The sonnet I chose to blog about is sonnet 18. Shakespeare starts off this sonnet complimenting the girl in the poem comparing her to a "summer's day." In line 2, he actually says she is better than a summer's day. As the poem progresses, Shakespeare continues to compare the girl to summer. He says she is better because summer goes by fast and her beauty will last forever. In couplet, Shakespeare writes, "So long as men can breathe, or eyes can see, so long lives this, and this gives life to thee." The central theme in this sonnet is the woman's beauty will last forever and this gives life to him.
Like all sonnets, this poem is fourteen lines organized into three quatrains followed by a couplet which has two lines. In this sonnet, the first quatrain is meant to compliment the girl. She is compared to all the positive things about summer. However, in the second quatrain, Shakespeare questions summer. He says that it is often too hot and nature can sometimes be cruel.
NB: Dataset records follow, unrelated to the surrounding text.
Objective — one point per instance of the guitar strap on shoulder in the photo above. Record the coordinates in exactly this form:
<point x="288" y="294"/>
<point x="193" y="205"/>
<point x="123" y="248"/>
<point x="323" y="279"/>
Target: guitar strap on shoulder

In the third quatrain, Shakespeare states that summer is not eternal and isn't something that should be taken for granted. He writes that the girl's beauty will forever be beautiful and this fuels him to live at the end of the poem in the couplet.
This sonnet is very similar to most of Shakespeare's sonnets because the underlying theme is love. In most of his sonnets, the appearance of the woman or her beauty, does not matter in order to love her. There are a few where Shakespeare does not love the girl because she isn't very beautiful but that is rare. Shakespeare says that for as long as men breathe and see, his love for her lives on forever and gives life to him.